IAudioPolicyService.startInput会去通过binder调用AudioPolicyService.startInput,所以我们继续看AudioPolicyService.startInput
6.APS.startInput(c++)
在AudioPolicyService.cpp,并没有找到startInput,然后在同目录下的AudioPolicyIntefaceImpl.cpp,找到其实现。
目录: frameworks/av/services/audiopolicy/AudioPolicyIntefaceImpl.cpp
status_t AudioPolicyService::startInput(audio_io_handle_t input,
audio_session_t session)
{
if (mAudioPolicyManager == NULL) {
return NO_INIT;
}
Mutex::Autolock _l(mLock);
return mAudioPolicyManager->startInput(input, session);
}
在AudioPolicyService.h中找到mAudioPolicyManager的变量类型
AudioPolicyInterface *mAudioPolicyManager;
而AudioPolicyInterface实际上由不同的平台各自实现的。当然也有默认的。
这个类的作用是:
- 跟踪当前系统状态(可移动设备连接、电话状态、用户请求…)。系统状态更改和用户操作将通过audiopolicyInterface的方法通知音频策略管理器。
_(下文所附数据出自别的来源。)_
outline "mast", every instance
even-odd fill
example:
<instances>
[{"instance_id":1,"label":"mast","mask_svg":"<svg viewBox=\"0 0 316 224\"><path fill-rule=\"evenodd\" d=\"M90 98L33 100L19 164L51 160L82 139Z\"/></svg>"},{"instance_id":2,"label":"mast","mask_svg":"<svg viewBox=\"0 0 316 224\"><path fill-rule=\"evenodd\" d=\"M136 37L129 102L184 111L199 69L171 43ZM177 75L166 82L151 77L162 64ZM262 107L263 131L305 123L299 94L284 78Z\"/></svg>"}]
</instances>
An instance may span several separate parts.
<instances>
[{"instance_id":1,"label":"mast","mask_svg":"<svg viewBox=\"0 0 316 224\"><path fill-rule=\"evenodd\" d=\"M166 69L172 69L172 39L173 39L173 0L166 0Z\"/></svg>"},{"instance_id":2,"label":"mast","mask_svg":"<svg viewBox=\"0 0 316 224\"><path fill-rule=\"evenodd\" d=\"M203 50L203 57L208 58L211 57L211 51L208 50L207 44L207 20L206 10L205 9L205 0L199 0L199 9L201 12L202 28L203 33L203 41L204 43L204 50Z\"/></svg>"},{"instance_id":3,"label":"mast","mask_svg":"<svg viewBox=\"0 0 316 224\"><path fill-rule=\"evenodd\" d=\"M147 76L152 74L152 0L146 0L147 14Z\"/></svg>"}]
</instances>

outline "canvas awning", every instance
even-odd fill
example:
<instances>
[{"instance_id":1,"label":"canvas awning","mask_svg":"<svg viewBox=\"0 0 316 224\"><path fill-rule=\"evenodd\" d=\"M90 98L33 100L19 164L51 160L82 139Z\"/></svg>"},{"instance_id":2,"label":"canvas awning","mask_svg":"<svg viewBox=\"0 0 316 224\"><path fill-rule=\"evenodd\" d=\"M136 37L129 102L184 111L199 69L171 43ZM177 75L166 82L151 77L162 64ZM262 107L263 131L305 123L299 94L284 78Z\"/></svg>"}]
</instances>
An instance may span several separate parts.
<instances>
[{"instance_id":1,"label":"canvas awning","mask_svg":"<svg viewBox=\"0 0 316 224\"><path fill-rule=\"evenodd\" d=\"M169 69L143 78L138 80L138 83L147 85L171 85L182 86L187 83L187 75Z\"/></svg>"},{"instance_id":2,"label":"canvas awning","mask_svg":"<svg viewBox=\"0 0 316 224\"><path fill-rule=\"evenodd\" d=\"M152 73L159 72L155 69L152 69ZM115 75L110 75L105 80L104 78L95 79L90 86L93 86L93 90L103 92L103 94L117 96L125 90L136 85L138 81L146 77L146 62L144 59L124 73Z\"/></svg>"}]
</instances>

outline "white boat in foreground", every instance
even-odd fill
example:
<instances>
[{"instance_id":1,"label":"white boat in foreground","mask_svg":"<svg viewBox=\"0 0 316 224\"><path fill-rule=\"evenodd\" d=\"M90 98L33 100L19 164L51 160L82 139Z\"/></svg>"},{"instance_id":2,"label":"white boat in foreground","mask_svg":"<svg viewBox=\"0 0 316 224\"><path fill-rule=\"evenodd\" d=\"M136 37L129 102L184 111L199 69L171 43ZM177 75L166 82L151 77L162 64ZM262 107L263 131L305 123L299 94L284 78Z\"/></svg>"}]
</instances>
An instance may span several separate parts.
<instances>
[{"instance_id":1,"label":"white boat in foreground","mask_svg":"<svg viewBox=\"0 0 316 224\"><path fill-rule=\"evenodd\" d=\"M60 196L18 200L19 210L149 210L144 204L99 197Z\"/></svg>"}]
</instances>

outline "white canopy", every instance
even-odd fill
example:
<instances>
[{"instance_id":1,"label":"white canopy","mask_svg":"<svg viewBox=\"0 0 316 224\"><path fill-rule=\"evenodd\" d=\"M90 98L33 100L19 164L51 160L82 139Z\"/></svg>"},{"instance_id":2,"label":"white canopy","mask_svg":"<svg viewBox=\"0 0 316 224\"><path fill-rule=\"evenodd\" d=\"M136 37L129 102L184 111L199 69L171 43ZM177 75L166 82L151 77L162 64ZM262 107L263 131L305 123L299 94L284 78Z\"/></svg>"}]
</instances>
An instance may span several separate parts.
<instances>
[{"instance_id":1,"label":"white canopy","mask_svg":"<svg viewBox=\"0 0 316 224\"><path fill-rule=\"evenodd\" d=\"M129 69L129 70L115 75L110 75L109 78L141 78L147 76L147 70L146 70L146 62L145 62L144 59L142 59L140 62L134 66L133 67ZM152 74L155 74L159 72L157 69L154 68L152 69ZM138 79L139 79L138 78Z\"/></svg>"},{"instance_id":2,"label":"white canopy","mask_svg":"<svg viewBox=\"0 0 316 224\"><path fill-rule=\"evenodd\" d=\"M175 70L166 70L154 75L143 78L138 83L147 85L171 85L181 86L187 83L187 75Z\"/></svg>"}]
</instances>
- 创建audioTrack对象时接收的process getoutput()
- 同样处理从音频记录对象接收的getinput()和putinput()查询,并配置音频输入。
在这里我们看看Android默认实现的类
ps:这一块的源码真不好理,加上我半吊子的c++水平…
7.APMB.startInput(c++)
目录:hardware/libhardware_legacy/audio/AudioPolicyManagerBase.cpp
status_t AudioPolicyManagerBase::startInput(audio_io_handle_t input)
{
ALOGV("startInput() input %d", input);
ssize_t index = mInputs.indexOfKey(input);
if (index < 0) {
ALOGW("startInput() unknown input %d", input);
return BAD_VALUE;
}
AudioInputDescriptor *inputDesc = mInputs.valueAt(index);
#ifdef AUDIO_POLICY_TEST
if (mTestInput == 0)
#endif //AUDIO_POLICY_TEST
{
// refuse 2 active AudioRecord clients at the same time except if the active input
// uses AUDIO_SOURCE_HOTWORD in which case it is closed.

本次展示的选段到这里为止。